The other day, I had a surreal experience. On Facebook, I noticed that one of my Facebook friends have been posting some relatively troubling status updates. And since I wasn’t particularly close to this person (we went to school together ages ago), I decided to just send a message in private to inquire what was going on. And when I did that, I realized how different our lives have been after all these years.
See, I then heard about a recent ordeal that involved a rather serious event. Apparently, this acquaintance of mine owned a vehicle. However, one day, this vehicle was being driven by someone else, her partner. And while it was being driven, it was rear-ended by another vehicle. When this other vehicle didn’t stop, her partner somehow got a bit of road rage and pulled out a gun, and shot the vehicle that didn’t stop. And sure enough, that was disastrous. Some died on the spot because of that shot.

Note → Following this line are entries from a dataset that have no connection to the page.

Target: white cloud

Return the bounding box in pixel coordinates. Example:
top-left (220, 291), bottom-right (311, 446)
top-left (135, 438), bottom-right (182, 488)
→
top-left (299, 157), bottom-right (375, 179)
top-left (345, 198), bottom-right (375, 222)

So when I was told of this incident, the first thing I thought was "Wow, this girl who I went to school to ages ago, she has a partner who has a gun?" I mentioned my surprise, and she told me that in fact, both of them have a gun! That just blew my mind away.
I mean, do you really need a gun in the Philippines? That is a very different culture from what I was used to. It later dawned on me that the farther back in the time the connection, the more different my life is with these people. I have plenty of similarities to the lives of the people I went to grad school with, less with those I went for undergrad, and even less to the people who I went to when I was in elementary school. There's just a negative correlation with time of connection and similarity.
I suppose incidences like these just make me ponder the fact that my life could have been different. Right now, I live in Berlin, I have a terminal degree, I speak four languages. But my life could also have been someone who has been driving a car who got rear-ended and then I had road rage and pulled out a gun and killed somebody. My life could have been like that, if things didn't turn out the way they did. Sometimes, that is a scary thought.